Kafoury and McDougal has filed a lawsuit against Kaiser Permanente on behalf of Reginal Cole for a false arrest which occurred last year. Mr. Cole was falsely accused of stealing Dr. Douglas Ackerman’s wallet while at the Kaiser Sunnyside offices for an appointment.
At 4pm on June 22, 2016, Mr. Cole went in for a weekly appointment in a series of invasive medical procedures at Kaiser Sunnyside. After finishing the treatment, the nurse told him to get dressed.
Before Mr. Cole had even finished getting dressed, a police officer entered the room and accused Mr. Cole of stealing a doctor’s credit card and using it at the JC Penny at the Clackamas Mall on June 15th. Mr. Cole denied these accusations. The officer told Mr. Cole that he was under arrest and handcuffed him.
Mr. Cole was escorted out of the medical office, in front of a crowd that had gathered during the confrontation, and taken to Clackamas to be booked. Mr. Cole spent the night in jail. He was not given any information on when the alleged theft had taken place or any other details of the accusations against him while he was in custody. He was released the following afternoon.
Police had sent Dr. Ackerman photos which had been taken from the JC Penny surveillance videos, showing the suspect. When police next talked to Dr. Ackerman, he revealed he had not looked at these photos but had compiled a list of patients who were treating at the offices at the time of the theft. When told that the suspect from the surveillance videos was a black male, Dr. Ackerman then named Mr. Cole as the man who had stolen his wallet and used his credit card, even though he had not looked at the photos of the suspect from the police, because Mr. Cole was the only black male on the list.

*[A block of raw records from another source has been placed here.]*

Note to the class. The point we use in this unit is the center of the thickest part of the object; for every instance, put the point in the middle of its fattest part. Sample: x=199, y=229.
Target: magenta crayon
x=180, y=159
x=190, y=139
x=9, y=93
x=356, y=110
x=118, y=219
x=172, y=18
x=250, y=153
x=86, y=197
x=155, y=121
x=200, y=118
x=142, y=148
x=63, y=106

According to the police report, a black male had been caught on security footage walking into Kaiser at 3:57 pm on June 15 and leaving the facility at 4:12 pm. This man then used Dr. Ackerman’s stolen credit card at the JC Penny at 4:23 pm.
Mr. Cole’s appointment on June 15th had started at approximately 4:00 pm and lasted until around 4:45 pm according to his medical records, which means that he was in his appointment both when the suspect left the Kaiser facility and when the card was used at JC Penny. Any thorough investigation would have uncovered these details immediately, preventing Mr. Cole from the humiliation, confusion, and frustration of being falsely accused of theft. We are asking $250,000 in noneconomic damages and for fees he paid the criminal defense attorney who exonerated him.